CQADupstack-mathematica-Fa is a Persian (Farsi) dataset created for the Retrieval task, focused on duplicate question detection in community question-answering (CQA) forums. It is a translated version of the "mathematica" (Mathematica Stack Exchange) subforum from the English CQADupstack dataset and is part of the FaMTEB benchmark within the BEIR-Fa suite.

  • Language(s): Persian (Farsi)
  • Task(s): Retrieval (Duplicate Question Retrieval)
  • Source: Translated from English using Google Translate
  • Part of FaMTEB: Yes — under BEIR-Fa

Supported Tasks and Leaderboards

This dataset is designed to test text embedding models for their ability to retrieve semantically similar or duplicate questions within the domain of Mathematica software and symbolic computation.
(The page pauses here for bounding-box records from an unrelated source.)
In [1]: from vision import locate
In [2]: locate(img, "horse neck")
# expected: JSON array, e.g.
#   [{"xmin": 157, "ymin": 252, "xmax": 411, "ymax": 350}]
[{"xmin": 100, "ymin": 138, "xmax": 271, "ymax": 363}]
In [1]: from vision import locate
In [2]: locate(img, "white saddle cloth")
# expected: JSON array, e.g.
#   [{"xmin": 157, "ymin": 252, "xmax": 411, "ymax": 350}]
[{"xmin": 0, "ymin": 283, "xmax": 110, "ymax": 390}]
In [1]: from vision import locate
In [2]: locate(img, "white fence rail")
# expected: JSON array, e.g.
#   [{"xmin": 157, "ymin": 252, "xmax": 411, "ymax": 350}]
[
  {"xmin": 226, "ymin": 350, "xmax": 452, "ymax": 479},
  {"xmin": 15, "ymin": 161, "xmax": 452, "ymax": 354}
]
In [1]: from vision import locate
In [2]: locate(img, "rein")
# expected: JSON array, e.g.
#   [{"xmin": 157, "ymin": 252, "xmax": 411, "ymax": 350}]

Results can be evaluated on the Persian MTEB Leaderboard (filter by language: Persian).

Construction

The dataset was built by:

  • Translating the "mathematica" StackExchange subforum using the Google Translate API
  • Preserving the structure of community QA for duplicate retrieval evaluation

Translation quality, as detailed in the FaMTEB paper, was assessed by:

  • BM25 performance comparisons with the original English versions
  • GEMBA-DA framework using LLMs for qualitative analysis

Data Splits

According to the FaMTEB paper (Table 5), all CQADupstack-Fa datasets use the following combined test set:

  • Train: 0 samples
  • Dev: 0 samples
  • Test: 480,902 samples (aggregate)

This particular sub-dataset includes approximately 18.9k examples (user-provided). Specific train/dev/test splits for cqadupstack-mathematica-fa are not detailed in the FaMTEB paper. Refer to the dataset provider for finer-grained information.